1.Zhongyuan Ceremonies Held by Villages Alternately
Guandu Temple is a region temple and also an area temple. As a region temple, the annual ceremonies are held by five villages. Temples in Guandu did not get used to inviting Mazu on 23rd March until Chiang Ching-kuo carried out ‘unifying worshipping’. Nowadays, sponsors of ‘Inviting Mazu’ are offices of Guandu Village and Ide Village; the co-sponsor is Guandu Temple. Therefore, Guandu Temple has not held ‘Inviting Mazu’ excluding for Mazu’s 1000th Birthday Ceremony in 1960 and for SARS in 2005.
As an area temple, Guandu Temple’s Mazu Pligrimage involves five villages: Guandu, Shalaobie, Beitou, Shipai and Chilian; it routes around these five villages, which are in charge of the feast of Ghost Festival alternately.
2.Mazu Pligrimage
Mazu Pligrimage is an important comfort event for worshipers. During the activity of Mazu Pligrimage, strokes of the ensemble of gongs along Mazu’s chariot, worshipers let off firecrackers and welcome Mazu on their knees for Mazu’s blessing when Mazu’s chariot passes by. ‘Inviting Mazu’ is a major or minor part of many annual ceremonies here in Northern Taiwan. ‘Inviting Mazu’ is held in Guandu Temple’s Five Villages, Northeast Coast (Shuangsi District and Gongliao District in New Taipei City), Northern Coast (Tamsui, Sanzhi, Shimen, Jinshan, Wanli and Keelung), Ruifang, Xizhi, Pingxi, Shilin, Neihu, Jiaruizhuang, Dadaocheng, Zhongshan District, Haishan (Zhonghe, Yonghe, Tucheng and Banqiao), Xinzhuang, Sanchong, Luzhou, Wugu, Taoyuan, Ilan, Shenkeng, Shiding and Pinglin.

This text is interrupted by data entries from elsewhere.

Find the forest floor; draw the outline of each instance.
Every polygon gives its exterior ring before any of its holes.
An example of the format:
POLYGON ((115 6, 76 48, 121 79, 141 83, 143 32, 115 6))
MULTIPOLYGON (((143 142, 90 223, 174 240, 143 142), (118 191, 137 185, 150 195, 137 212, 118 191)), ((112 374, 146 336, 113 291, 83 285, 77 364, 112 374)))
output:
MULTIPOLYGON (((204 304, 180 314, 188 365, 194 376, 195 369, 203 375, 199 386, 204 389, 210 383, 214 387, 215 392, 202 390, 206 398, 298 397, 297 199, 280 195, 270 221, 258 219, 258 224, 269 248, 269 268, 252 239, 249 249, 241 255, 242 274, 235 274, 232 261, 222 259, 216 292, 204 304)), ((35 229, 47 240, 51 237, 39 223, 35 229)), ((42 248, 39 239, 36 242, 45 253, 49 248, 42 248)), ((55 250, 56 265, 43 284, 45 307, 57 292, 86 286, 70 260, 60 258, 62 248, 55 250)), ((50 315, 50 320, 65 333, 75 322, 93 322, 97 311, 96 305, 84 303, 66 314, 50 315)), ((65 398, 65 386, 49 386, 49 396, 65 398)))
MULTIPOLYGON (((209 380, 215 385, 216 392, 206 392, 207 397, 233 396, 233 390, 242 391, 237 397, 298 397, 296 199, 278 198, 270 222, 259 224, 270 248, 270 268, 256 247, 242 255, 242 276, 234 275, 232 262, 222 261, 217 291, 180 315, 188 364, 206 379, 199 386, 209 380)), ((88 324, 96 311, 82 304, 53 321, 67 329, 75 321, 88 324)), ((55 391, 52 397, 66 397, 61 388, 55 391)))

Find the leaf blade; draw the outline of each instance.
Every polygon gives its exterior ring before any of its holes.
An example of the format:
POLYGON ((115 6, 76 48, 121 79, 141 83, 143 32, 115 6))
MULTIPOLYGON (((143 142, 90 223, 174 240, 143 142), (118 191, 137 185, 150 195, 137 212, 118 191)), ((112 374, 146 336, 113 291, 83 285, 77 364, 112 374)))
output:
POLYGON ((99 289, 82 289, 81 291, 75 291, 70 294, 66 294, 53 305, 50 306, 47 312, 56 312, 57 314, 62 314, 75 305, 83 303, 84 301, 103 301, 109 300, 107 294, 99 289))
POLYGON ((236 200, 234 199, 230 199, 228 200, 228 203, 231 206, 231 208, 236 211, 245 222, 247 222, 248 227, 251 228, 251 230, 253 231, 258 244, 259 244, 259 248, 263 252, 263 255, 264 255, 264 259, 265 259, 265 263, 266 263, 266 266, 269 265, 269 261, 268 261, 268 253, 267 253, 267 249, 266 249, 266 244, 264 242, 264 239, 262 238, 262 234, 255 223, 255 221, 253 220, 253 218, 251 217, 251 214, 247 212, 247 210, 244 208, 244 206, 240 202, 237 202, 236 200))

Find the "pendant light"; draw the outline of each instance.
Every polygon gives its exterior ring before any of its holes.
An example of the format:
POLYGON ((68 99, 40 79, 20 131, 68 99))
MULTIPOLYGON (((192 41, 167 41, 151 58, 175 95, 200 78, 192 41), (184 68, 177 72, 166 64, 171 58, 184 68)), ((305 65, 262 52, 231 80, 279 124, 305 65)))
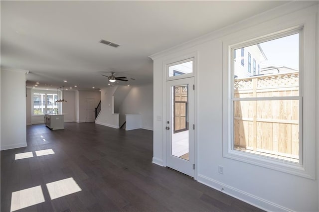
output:
POLYGON ((61 103, 66 103, 67 101, 66 100, 64 100, 64 86, 62 87, 62 100, 61 101, 61 103))

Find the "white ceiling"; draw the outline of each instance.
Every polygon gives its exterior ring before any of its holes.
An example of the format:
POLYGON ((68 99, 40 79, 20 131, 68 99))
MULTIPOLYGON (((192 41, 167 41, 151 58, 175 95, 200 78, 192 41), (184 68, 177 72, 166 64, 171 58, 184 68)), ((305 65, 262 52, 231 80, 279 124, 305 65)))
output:
POLYGON ((103 88, 111 70, 152 83, 149 56, 287 2, 1 0, 1 66, 29 71, 28 87, 103 88))

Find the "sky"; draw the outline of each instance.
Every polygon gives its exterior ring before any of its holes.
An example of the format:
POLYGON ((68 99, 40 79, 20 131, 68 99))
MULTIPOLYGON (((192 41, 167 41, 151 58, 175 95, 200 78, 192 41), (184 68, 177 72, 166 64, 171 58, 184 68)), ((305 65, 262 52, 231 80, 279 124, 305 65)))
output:
POLYGON ((262 63, 299 69, 299 34, 260 44, 268 61, 262 63))

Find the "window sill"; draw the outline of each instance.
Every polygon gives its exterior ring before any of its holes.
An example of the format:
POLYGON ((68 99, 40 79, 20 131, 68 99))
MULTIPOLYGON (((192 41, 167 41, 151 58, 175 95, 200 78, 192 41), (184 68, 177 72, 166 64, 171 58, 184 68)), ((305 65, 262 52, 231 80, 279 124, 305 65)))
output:
POLYGON ((266 156, 236 150, 228 150, 228 151, 225 152, 223 154, 223 156, 225 158, 306 178, 315 179, 315 176, 307 172, 302 165, 299 163, 270 158, 266 156))

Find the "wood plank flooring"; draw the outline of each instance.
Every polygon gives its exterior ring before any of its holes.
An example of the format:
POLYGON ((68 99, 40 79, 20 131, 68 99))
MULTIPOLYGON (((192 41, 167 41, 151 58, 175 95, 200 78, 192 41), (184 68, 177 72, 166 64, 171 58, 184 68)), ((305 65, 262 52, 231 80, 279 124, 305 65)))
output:
POLYGON ((1 212, 10 211, 12 192, 38 186, 45 201, 18 211, 262 211, 153 164, 152 131, 71 122, 54 131, 28 126, 26 133, 27 147, 1 151, 1 212), (54 154, 35 154, 49 149, 54 154), (15 160, 27 152, 33 157, 15 160), (51 200, 46 184, 70 178, 81 191, 51 200))

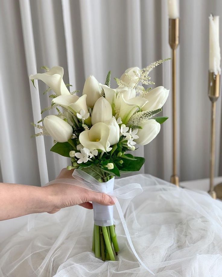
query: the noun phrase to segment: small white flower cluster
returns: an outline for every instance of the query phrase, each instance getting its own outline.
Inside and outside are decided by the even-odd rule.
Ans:
[[[138,129],[135,129],[132,131],[130,128],[129,131],[129,127],[126,127],[125,124],[122,124],[120,127],[120,136],[124,136],[125,137],[125,138],[123,139],[123,140],[127,140],[127,145],[129,149],[133,151],[135,150],[134,145],[136,143],[133,140],[139,138],[139,136],[137,135]]]
[[[81,144],[77,146],[78,150],[80,150],[80,152],[76,152],[75,151],[70,151],[69,156],[70,157],[76,157],[78,159],[77,161],[78,163],[85,163],[88,161],[92,161],[92,158],[95,157],[98,154],[98,151],[97,149],[94,150],[90,150],[85,147],[83,147]]]

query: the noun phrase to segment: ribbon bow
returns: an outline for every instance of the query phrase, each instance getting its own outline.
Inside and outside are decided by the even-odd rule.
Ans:
[[[103,183],[103,185],[101,186],[101,183],[100,183],[98,181],[88,173],[80,169],[75,169],[72,174],[72,176],[75,180],[70,179],[57,179],[51,181],[47,184],[55,183],[63,183],[74,185],[97,192],[105,193],[110,196],[115,202],[116,206],[126,236],[126,238],[132,251],[138,261],[144,268],[151,274],[155,275],[154,273],[149,269],[142,261],[135,250],[124,218],[123,213],[117,198],[118,197],[122,199],[128,199],[138,195],[143,191],[143,189],[140,185],[136,183],[128,184],[113,190],[113,183],[112,184],[111,182],[108,181],[106,183]],[[110,179],[110,181],[112,180]],[[76,182],[76,180],[78,180],[79,181]]]

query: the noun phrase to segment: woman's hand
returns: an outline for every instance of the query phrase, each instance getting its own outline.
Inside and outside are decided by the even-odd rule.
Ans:
[[[72,178],[73,171],[62,169],[57,178]],[[47,212],[53,213],[66,207],[80,205],[92,209],[89,201],[113,205],[112,198],[105,194],[64,184],[46,187],[0,183],[0,220],[22,216]]]
[[[62,170],[56,179],[73,179],[73,170],[66,168]],[[54,207],[48,211],[50,213],[56,212],[62,208],[79,205],[87,209],[92,209],[93,206],[89,201],[96,202],[103,205],[113,205],[112,198],[105,194],[100,193],[68,184],[57,183],[44,187],[47,193],[51,196],[50,201]]]

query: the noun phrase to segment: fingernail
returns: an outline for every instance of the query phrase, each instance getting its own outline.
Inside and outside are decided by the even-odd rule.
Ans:
[[[114,202],[114,200],[113,199],[113,198],[112,198],[112,197],[110,197],[110,196],[109,197],[110,198],[110,200],[109,203],[110,205],[114,205],[115,203],[115,202]]]

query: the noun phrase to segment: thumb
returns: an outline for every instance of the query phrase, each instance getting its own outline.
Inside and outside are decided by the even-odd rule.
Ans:
[[[112,198],[105,193],[100,193],[95,191],[90,192],[91,193],[89,195],[90,198],[89,201],[96,202],[99,204],[106,206],[114,205],[115,204]]]

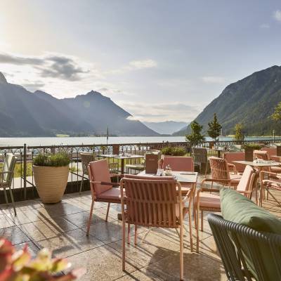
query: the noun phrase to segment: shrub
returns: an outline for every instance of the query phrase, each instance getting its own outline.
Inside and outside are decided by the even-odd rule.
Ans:
[[[164,155],[184,156],[186,154],[186,151],[181,146],[166,146],[161,150],[161,153]]]
[[[33,160],[35,166],[63,166],[70,164],[70,160],[67,153],[60,152],[52,155],[39,154]]]
[[[242,148],[244,150],[246,148],[252,148],[253,150],[259,150],[263,146],[259,143],[245,143],[242,145]]]

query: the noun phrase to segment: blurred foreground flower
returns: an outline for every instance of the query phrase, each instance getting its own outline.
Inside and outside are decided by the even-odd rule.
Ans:
[[[79,268],[60,275],[70,267],[65,259],[51,259],[51,252],[47,249],[41,250],[32,260],[27,245],[16,251],[10,241],[0,238],[1,281],[70,281],[79,278],[85,272]]]

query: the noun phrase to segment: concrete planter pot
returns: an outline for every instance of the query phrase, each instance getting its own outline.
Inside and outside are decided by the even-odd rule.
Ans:
[[[61,201],[67,184],[69,166],[33,166],[36,189],[43,203]]]

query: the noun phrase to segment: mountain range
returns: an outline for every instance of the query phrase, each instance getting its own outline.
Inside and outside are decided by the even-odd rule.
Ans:
[[[281,101],[281,67],[274,65],[232,83],[195,118],[206,133],[208,122],[216,113],[223,133],[233,134],[236,124],[242,123],[247,136],[281,134],[281,122],[270,118]],[[184,136],[190,126],[174,133]]]
[[[100,93],[58,99],[8,83],[0,72],[0,136],[159,136]]]
[[[148,128],[162,134],[170,135],[175,131],[181,130],[183,127],[186,127],[186,122],[181,122],[176,121],[164,121],[162,122],[143,122]]]

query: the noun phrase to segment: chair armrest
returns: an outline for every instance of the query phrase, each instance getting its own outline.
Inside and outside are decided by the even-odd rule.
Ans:
[[[91,183],[93,184],[100,184],[102,185],[112,185],[112,186],[119,186],[120,184],[119,183],[109,183],[107,181],[90,181]]]
[[[231,181],[231,179],[226,179],[226,178],[204,178],[202,181],[202,184],[203,185],[206,182],[216,183],[217,181],[220,181],[221,183],[229,183]]]

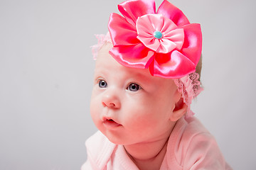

Since worshippers everywhere enthusiastically looked forward to Mazu Pligrimage, Guandu Temple had planned a schedule and the annual dates of inviting Mazu in each area started to become fixed. Every Village had a specific day to apply for inviting Mazu and Guandu Temple would save the statue of Mazu for that Village. It turned out that many villages would apply for many dates of inviting Mazu with a huge local temple as their representative; each village needed to invite Mazu would have a day. Or the villages would invite Mazu together, but each village worshiped Mazu separately—they hold Mazu’s festival alternately.